The authors recommend online chat rooms for bonding with other moms (not surprisingly, since they are also the authors of "The Women's Guide to Sex on the Web"). Another piece of advice: If you have money woes, sell your extra books, CDs and clothes and buy ... sex toys. (At which point, one almost feels that there should be some sort of financial disclosure.) To beat postpartum depression, hire a babysitter and masturbate all afternoon. And if you are uncomfortable with your body, go to a nude beach!

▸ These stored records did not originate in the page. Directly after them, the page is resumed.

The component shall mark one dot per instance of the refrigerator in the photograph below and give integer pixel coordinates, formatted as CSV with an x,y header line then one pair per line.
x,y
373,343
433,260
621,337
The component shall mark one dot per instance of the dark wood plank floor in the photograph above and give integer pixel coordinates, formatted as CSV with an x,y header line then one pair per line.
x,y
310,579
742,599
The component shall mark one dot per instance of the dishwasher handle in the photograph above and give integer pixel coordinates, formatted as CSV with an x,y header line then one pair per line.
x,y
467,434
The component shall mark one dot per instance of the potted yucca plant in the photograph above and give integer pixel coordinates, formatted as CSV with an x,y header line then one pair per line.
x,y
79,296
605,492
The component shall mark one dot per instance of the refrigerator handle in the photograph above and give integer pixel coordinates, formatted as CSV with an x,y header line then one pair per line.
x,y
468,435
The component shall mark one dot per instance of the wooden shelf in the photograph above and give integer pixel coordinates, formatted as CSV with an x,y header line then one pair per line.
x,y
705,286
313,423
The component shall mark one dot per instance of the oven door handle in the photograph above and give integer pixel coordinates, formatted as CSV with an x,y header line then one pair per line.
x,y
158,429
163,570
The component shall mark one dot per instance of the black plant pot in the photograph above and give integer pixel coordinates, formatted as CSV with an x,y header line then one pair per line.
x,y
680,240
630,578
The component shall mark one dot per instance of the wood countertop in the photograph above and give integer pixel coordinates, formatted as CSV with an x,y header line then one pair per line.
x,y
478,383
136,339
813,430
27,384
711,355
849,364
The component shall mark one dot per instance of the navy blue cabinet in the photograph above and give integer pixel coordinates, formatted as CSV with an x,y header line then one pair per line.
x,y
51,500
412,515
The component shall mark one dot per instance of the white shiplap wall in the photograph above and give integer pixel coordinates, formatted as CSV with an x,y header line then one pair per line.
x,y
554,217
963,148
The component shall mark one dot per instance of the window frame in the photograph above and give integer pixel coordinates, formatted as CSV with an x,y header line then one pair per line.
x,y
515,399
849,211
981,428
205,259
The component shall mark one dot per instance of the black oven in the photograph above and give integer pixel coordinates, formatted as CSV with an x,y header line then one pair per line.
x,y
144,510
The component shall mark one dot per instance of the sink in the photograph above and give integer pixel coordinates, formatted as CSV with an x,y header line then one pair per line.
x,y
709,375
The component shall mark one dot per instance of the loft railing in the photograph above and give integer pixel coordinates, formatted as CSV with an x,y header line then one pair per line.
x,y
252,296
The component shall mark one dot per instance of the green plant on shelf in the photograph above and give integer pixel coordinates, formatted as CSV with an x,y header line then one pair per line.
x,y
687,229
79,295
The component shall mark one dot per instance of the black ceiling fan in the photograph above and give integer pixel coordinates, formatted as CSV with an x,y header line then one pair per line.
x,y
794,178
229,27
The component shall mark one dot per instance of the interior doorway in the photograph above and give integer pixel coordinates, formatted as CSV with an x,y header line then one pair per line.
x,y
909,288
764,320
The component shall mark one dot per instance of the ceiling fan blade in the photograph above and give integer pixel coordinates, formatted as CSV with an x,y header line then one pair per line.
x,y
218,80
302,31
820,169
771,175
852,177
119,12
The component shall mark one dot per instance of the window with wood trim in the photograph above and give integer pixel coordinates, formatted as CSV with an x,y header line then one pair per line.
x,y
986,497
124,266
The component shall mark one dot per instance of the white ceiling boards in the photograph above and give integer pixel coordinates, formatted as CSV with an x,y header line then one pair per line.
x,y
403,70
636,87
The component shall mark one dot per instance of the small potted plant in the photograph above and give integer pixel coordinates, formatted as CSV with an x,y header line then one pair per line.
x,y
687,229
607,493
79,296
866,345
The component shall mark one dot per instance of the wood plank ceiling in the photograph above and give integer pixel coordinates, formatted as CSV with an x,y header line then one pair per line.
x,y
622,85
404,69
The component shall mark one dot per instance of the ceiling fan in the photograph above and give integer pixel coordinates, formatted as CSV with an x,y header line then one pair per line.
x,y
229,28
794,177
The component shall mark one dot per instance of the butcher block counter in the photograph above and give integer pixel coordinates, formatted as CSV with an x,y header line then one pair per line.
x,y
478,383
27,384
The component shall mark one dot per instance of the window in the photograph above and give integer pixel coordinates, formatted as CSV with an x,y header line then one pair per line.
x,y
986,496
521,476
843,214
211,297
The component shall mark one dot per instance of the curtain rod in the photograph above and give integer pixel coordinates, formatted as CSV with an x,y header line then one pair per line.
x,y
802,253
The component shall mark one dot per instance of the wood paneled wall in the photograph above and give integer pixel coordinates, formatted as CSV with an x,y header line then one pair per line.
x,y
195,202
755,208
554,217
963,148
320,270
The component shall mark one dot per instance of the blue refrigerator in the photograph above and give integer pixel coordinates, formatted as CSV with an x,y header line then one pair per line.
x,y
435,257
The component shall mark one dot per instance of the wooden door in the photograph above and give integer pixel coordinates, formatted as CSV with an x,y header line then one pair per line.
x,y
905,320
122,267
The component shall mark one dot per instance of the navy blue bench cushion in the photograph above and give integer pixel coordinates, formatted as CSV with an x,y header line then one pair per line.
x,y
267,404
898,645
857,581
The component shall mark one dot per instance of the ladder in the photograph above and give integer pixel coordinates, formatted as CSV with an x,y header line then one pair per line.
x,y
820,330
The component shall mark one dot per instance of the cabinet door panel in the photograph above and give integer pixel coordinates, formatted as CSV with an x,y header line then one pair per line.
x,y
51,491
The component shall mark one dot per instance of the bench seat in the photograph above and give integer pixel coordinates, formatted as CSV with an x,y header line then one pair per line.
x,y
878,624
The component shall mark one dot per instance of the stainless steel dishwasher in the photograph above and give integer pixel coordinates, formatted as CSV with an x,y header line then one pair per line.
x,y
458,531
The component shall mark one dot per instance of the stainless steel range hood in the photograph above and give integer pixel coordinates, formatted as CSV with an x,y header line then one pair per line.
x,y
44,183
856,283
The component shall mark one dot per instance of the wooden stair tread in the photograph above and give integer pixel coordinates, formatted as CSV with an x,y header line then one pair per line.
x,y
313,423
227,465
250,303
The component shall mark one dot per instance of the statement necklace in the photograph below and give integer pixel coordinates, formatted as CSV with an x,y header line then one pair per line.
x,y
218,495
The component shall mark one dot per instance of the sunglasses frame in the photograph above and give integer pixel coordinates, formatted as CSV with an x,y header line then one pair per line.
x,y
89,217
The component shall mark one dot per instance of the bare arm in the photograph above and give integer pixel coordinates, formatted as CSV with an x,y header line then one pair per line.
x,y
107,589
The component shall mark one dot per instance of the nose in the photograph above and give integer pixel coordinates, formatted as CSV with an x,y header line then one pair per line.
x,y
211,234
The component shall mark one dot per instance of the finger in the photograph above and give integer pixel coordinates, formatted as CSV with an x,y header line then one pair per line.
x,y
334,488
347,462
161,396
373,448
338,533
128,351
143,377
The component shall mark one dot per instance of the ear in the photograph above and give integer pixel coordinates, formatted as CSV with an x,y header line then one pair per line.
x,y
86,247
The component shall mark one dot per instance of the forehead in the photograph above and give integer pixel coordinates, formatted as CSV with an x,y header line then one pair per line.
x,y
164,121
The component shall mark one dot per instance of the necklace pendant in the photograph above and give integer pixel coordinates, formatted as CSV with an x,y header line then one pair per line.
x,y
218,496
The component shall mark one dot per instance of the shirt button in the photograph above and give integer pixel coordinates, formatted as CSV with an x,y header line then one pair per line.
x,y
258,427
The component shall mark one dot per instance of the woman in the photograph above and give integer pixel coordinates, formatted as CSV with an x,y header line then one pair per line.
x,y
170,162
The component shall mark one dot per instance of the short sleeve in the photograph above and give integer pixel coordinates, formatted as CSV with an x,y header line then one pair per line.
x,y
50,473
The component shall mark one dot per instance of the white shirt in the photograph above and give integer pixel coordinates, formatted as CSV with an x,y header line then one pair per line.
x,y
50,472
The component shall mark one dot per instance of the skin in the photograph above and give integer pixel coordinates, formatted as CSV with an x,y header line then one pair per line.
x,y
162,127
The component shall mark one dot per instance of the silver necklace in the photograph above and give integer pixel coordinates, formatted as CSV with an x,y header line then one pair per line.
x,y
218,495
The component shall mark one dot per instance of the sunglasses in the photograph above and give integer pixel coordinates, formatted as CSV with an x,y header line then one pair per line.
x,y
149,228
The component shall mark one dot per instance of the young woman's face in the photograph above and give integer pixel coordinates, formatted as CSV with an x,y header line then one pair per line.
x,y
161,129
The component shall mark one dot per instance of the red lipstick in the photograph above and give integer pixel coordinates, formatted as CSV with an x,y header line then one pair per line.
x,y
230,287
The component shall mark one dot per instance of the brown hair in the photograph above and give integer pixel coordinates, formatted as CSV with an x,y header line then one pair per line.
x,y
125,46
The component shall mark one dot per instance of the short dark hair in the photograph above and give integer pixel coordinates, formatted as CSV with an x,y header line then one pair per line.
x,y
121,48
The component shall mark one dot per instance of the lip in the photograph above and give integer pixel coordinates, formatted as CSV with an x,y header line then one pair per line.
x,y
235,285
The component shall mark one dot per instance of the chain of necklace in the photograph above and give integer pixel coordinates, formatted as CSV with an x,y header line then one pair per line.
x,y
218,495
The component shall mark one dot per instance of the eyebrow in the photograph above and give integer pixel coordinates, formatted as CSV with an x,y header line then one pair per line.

A good portion of the book covers the same territory as other pregnancy and parenting manuals, albeit with a sex-happy twist. While other manuals recommend Kegel exercises as a necessary, but somewhat unpleasant, ingredient of postpartum life, like wheat germ, these girls are all about pleasure, pointing out: "These are the kind of exercises that beg to be done with a penis or a dildo." One parenting manual suggests that you "refrain from breast play" if it makes you uncomfortable. But the Good Vibes girls say, "You're better off adjusting your attitude. There's nothing passive about the spray of milk that shoots out of your nipples upon arousal. So go ahead and make a mess." Ditto for the "heavier scent" in your vulva. They advise not using the douches or scented oils recommended by some "retro manuals."

As a young mother, I was never one for parenting manuals, retro or otherwise, mostly because, like these women, I believed that the mothering manuals were not written for people like me. These days, whenever I start spewing some dribble about how I am not like the other mothers, a well-worn monologue that resembles nothing so much as the speech that teenagers give their parents (You don't understand me! No one understands me! I'm not like the other kids!), there is one person who can shut me up. My friend Sheerly will look at me and say, "Face it. You are your demographic."

She's right, of course. And that sense of demographic solidarity is ultimately the experience that one takes away from these two books. Motherhood is all about integrating the rebellious teenage daughter with the mother who repackages the best parts of that rebellion as wisdom. And, as mothers, we are single and married, queer and straight, punks and hippies, virgins and whores.

These are books for the Every-Madonna.


By Amy Benfer

Amy Benfer is a freelance writer in Brooklyn, N.Y.